View Full Version : non competes... again
07-07-2006, 09:13 AM
i know it has been discussed before but i wasn't able to find the older thread: are non compete clauses in your employment contract enforceable, specifically in the UK? yes, that means the situation in californa is of little interest to me atm, sorry. /images/graemlins/wink.gif
any links, court decisions, resources on this?
07-07-2006, 09:39 AM
I think it's legit as long as they are paying you a compensation wage while you are prevented from working.
07-07-2006, 10:13 AM
The main issue may be how specific or non-specific the wording. Too general as to make it difficult or impossible to ply your trade and it's probably unenforceable, or they must compensate you fairly for the time you are out of work.
If they insist, require language that narrows it down to the specific type of software, game, product that you are not allowed to work on or not compete against and make sure it has a short lifespan. 2 years at the outside.
And it's probably worth your time to have a lawyer look at anything before you sign.
07-07-2006, 10:38 AM
It's like KDR said here in Estonia too.
Also they have to pay if they want you to keep secrets after you leave the company etc.
Technically every game competes against every other game in the world for the buyers' cash. Non-compete clauses are often times so grandiose and vague that they are unenforceable. Technically, working for any other development team in the world could be construed as competition.
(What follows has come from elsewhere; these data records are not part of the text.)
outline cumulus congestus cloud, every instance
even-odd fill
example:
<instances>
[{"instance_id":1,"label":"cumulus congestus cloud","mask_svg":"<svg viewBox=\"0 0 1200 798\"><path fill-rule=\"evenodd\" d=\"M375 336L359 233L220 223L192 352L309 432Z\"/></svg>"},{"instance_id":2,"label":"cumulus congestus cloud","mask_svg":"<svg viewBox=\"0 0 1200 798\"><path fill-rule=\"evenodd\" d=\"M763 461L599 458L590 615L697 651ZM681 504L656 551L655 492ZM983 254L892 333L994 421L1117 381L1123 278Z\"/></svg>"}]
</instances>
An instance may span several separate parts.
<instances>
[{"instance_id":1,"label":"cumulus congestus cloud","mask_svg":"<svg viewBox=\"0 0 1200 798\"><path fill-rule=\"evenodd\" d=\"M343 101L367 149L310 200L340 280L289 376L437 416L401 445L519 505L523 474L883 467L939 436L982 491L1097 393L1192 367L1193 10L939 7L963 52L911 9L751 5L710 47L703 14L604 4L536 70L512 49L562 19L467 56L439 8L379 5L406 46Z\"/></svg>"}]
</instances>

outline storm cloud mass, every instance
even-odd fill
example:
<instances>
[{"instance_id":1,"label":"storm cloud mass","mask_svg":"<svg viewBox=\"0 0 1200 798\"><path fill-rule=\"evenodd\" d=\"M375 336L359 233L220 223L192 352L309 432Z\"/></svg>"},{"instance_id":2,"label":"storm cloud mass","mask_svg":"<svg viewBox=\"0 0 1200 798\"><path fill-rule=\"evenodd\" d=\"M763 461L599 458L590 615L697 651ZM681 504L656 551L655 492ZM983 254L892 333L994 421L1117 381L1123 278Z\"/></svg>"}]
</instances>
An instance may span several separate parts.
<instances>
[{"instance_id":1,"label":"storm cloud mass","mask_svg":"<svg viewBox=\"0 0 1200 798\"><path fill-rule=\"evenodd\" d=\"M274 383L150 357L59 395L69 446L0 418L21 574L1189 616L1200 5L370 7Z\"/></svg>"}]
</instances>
If they make reference to specific technical information, game types, etc., they may be able to enforce it.
as ryno says - if they want to enforce it, they can by being very specific in the contract. Then anything they "specify" is technically enforcable, and anything they don't is technically not ... the problem comes with what it is they've specified and how that's translated. Don't work for arseholes, that's the easiest way round it.
07-10-2006, 08:22 AM
ok, that applies for the period after quitting a job - but what about working besides your day-time job? i see quite some staff artists doing that - freelancing on the side, teaching, that kind of stuff, does that have to be negotiated with the employer, too?
admittedly, it's kind of an unusual situation for me - first time in years that i consider full-time employment /images/graemlins/wink.gif
07-11-2006, 05:58 AM
I've never heard of this EVER being enforced, at least in the UK. It's probably just to cover their arses in case a disgruntled ex-employee switches jobs to a direct rival.